Republican Lauren Boebert says she wants ‘biblical citizenship training’ in public schools

Lauren Boebert

Republican Colorado representative Lauren Boebert has suggested that children in public schools should be forced to undergo “biblical citizenship training”.

Boebert’s chilling comments were made on an episode of FlashPoint, a Christian news show which airs on the Victory Channel, owned by the anti-LGBTQ+ televangelist Kenneth Copeland. 

The Colorado Republican and gun rights activist, who has previously said that LGBTQ+ people should be banned from coming out before the age of 21, discussed the upcoming midterm elections and said Republicans must prove that they will “get America rolling again”.

She added: “Maybe we need to have some sort of legislation that requires… biblical citizenship training in our schools. And that’s how we get things turned around.”

Boebert appeared to be referring to a course run by one of her fellow Flashpoint guests, former Texas state legislator and now owner of Patriot Academy, Rick Green.

Green’s Patriot Academy runs a course titled “Biblical Citizenship in Modern America”, which claim they can teach people the ins and outs of the US constitution, while basing good citizenship entirely on the Bible.

During the course of the FlashPoint episode, Boebert confirmed that she had taken the eight-week video course, which includes a host of anti-LGBTQ+ guests like Liberty Counsel chairman Mat Staver, and Christian activist David Barton, who has compared same-sex marriage to incest. 

Green has said that the course aims to train up millions of voters before the next presidential election.

Forcing public schools to teach ‘biblical citizenship’ would violate the first amendment, one of Lauren Boebert’s favourite topics

Of course, forcing school children to be trained in “biblical citizenship” would violate the first amendment of the US constitution, which is widely understood to ensure a separation of church and state.
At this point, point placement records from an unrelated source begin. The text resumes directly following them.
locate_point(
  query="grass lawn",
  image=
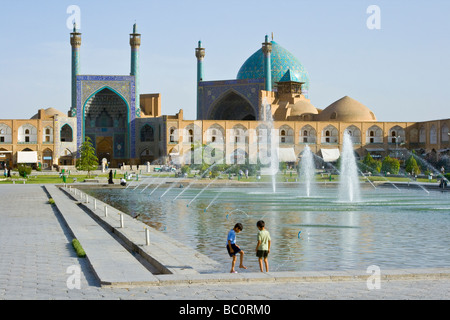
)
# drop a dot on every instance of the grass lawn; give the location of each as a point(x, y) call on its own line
point(42, 179)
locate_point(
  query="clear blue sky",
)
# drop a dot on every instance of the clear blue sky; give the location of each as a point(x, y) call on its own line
point(401, 72)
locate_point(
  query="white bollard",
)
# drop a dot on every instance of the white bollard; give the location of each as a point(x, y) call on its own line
point(147, 237)
point(121, 220)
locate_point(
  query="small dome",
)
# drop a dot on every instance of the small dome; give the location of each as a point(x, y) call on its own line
point(346, 109)
point(281, 61)
point(303, 107)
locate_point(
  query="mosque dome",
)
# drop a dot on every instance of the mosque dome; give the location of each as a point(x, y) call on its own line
point(281, 60)
point(346, 109)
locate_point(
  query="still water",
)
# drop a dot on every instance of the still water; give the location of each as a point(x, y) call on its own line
point(388, 228)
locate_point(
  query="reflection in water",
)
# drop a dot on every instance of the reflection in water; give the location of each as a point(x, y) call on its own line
point(391, 230)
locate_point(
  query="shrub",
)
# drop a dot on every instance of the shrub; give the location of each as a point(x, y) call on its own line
point(78, 248)
point(24, 170)
point(391, 165)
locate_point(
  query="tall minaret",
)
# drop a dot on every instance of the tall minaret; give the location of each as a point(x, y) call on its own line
point(267, 49)
point(135, 43)
point(200, 54)
point(75, 42)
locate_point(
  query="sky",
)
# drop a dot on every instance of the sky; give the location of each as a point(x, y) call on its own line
point(400, 69)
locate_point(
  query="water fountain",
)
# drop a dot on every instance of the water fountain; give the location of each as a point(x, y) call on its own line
point(349, 188)
point(307, 171)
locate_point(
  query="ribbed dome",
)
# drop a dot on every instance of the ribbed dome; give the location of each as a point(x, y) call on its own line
point(347, 109)
point(281, 60)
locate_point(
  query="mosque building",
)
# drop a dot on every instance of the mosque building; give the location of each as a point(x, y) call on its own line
point(271, 91)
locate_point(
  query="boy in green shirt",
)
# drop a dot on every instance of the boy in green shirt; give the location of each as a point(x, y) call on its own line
point(263, 245)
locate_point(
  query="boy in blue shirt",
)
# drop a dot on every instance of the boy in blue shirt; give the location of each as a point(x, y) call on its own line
point(233, 248)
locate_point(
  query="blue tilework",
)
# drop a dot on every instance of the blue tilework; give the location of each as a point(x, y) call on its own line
point(281, 60)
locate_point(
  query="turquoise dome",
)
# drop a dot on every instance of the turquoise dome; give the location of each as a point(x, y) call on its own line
point(281, 61)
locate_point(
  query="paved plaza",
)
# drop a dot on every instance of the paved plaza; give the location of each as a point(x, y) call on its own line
point(38, 262)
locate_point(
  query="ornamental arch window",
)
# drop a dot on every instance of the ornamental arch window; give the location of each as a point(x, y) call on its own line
point(66, 134)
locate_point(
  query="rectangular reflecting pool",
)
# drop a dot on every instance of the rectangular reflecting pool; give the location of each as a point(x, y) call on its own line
point(390, 228)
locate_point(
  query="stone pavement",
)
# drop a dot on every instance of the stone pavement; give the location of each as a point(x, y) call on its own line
point(37, 261)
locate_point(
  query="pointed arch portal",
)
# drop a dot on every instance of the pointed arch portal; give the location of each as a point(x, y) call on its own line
point(232, 106)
Ironically, Lauren Boebert is a big fan of the first amendment, having claimed it protects many things, from Donald Trump’s right to be on Twitter, to slurs remaining in the Scrabble dictionary.

However her stance isn’t exactly surprising – in June, Boebert described the separation of church and state as “junk”.

Speaking at a Colorado church, she told a crowd: “The church is supposed to direct the government. The government is not meant to direct the church. That is not how our founding fathers intended it.

“And I’m tired of this separation of church and state junk, that’s not in the Constitution. It was in a stinking letter and it means nothing like what they say it does.”